In an attempt to find a middle ground, Boms said the Consumer Financial Data Rights group is working on technology that would allow greater “traceability” when consumer data is moving from a bank to various third parties and data aggregators. Essentially each piece of data is encoded with a unique identifier that every party has access to. When a breach occurs, they can decode exactly when and who is liable.
“At the end of the day, the liability cannot rest solely on one entity in the chain and by that, I mean it can’t rest solely on the banks” or data aggregators, Boms said during the FDIC conference. “To do this though . . . you need to be able to implement traceability and that’s something that our community, the CFDR, is in the process of doing right now.”
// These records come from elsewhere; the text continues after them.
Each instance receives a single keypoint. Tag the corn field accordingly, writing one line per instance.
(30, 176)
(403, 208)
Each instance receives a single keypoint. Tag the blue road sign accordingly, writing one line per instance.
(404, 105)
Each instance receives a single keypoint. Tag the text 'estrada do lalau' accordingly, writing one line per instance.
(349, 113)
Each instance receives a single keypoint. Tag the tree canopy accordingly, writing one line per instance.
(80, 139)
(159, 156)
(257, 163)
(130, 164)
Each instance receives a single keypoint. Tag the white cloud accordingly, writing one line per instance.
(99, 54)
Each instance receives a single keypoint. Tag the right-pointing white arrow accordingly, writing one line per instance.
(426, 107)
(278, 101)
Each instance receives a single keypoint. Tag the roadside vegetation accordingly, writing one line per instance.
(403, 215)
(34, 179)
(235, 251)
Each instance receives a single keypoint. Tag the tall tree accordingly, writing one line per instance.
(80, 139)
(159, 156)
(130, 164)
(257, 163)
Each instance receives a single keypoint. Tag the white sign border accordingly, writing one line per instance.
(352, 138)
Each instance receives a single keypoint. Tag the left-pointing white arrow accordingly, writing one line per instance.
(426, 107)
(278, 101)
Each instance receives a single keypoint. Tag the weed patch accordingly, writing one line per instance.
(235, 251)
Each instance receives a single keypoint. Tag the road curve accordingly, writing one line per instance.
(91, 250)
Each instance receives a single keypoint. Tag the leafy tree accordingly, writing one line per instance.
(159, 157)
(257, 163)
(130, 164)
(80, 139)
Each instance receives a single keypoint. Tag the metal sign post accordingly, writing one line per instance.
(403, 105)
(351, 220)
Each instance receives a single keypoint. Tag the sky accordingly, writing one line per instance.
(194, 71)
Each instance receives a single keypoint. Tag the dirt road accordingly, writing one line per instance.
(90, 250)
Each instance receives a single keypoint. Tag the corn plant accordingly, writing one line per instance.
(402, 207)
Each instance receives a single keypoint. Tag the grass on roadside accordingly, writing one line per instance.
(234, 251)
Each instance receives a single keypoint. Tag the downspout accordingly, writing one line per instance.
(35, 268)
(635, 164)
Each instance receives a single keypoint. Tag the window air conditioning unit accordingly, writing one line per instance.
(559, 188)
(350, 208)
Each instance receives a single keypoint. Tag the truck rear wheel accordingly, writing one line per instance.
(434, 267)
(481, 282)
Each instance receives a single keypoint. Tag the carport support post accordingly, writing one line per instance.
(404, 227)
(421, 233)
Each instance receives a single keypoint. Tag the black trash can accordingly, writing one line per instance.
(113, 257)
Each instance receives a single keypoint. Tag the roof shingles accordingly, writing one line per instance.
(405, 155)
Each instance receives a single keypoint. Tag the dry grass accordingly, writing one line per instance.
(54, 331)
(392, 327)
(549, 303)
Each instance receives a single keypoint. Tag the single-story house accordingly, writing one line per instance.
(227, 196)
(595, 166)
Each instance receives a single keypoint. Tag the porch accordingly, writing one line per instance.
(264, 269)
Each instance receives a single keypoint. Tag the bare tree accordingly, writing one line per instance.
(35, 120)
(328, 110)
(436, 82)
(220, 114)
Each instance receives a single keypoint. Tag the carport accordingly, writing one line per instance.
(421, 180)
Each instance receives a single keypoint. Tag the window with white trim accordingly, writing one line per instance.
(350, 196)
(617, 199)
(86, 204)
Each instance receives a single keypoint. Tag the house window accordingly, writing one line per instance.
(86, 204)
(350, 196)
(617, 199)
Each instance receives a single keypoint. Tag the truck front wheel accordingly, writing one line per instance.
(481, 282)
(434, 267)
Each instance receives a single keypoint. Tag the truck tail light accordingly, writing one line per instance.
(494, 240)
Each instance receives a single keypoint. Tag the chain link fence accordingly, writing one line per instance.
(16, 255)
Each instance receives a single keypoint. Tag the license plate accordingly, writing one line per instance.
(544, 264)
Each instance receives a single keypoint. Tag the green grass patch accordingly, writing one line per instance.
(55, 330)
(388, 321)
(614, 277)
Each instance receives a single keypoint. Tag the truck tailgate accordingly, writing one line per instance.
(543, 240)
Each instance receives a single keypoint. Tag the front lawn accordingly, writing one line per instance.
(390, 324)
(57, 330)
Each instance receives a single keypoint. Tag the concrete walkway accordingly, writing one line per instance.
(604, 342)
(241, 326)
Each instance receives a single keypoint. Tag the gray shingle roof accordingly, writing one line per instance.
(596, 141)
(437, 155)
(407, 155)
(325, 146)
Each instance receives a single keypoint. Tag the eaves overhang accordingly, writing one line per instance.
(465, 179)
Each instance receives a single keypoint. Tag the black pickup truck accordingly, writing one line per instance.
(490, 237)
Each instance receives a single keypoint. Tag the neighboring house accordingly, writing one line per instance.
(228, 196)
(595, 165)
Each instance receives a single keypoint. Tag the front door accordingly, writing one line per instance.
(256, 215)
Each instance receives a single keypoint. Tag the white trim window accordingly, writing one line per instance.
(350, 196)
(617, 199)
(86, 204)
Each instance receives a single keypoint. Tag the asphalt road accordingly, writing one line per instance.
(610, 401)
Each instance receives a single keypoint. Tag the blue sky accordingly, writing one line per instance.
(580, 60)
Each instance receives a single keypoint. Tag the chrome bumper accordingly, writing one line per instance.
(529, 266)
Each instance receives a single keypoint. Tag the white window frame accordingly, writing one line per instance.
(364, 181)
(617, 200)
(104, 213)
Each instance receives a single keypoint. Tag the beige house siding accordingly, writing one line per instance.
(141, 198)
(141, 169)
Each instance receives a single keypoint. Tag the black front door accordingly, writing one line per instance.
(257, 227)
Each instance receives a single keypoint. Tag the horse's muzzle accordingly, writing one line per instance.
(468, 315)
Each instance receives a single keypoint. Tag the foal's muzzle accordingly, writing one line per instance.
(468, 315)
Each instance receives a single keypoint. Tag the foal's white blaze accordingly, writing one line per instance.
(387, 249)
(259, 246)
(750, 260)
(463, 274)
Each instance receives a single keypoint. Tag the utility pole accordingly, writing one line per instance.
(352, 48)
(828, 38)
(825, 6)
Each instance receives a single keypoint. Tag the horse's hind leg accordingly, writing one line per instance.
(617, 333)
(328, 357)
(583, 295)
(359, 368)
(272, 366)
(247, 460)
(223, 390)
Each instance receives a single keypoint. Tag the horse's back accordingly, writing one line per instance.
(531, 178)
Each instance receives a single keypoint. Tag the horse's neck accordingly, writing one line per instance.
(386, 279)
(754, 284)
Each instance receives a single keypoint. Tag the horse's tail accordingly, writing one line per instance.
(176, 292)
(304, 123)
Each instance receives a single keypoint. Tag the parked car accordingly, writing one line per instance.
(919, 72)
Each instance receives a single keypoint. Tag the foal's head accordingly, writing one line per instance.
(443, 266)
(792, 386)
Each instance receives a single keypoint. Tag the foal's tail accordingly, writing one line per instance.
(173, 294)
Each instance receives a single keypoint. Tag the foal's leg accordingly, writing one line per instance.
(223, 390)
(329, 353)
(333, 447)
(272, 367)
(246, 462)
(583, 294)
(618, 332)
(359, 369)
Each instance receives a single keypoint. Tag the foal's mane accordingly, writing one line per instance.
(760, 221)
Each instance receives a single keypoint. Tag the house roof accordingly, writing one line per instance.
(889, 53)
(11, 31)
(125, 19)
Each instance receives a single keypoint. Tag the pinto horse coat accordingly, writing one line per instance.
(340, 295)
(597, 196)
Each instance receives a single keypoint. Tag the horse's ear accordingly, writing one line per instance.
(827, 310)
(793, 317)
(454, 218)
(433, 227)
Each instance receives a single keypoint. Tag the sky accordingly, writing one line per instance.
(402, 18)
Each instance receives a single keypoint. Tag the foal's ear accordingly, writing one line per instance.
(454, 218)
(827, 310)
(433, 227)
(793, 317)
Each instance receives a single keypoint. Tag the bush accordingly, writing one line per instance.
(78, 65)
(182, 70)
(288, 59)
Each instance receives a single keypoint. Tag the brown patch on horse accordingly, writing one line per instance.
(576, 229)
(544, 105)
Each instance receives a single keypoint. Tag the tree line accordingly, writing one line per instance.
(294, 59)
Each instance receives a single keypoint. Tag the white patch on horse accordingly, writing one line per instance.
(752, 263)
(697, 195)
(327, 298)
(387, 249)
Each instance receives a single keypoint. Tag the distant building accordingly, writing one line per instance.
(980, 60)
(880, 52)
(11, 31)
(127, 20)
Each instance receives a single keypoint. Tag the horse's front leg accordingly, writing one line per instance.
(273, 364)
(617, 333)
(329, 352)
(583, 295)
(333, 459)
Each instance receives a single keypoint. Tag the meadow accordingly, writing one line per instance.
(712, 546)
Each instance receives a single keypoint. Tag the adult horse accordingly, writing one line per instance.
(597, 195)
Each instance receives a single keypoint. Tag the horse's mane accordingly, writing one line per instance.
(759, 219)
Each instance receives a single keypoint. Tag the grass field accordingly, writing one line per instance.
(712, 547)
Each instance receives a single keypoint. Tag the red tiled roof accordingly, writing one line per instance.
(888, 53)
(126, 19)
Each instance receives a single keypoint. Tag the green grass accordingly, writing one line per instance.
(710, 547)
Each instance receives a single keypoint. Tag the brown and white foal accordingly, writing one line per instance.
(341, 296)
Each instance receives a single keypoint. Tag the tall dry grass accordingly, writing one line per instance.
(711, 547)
During the FDIC conference, agency officials moderating the event were careful not to take a stance on any potential policy positions with regard to data aggregation, only emphasizing the CFPB’s existing principles.
However, FDIC Chairman Martin Gruenberg said FDIC officials wanted “to gain a deeper understanding of emerging technologies” being used by banks and the potential risks, namely, cybersecurity.
“This emphasis on risk management is especially important for the FDIC and our fellow regulatory agencies to understand as we supervise insured institutions with evolving business operations,” he said.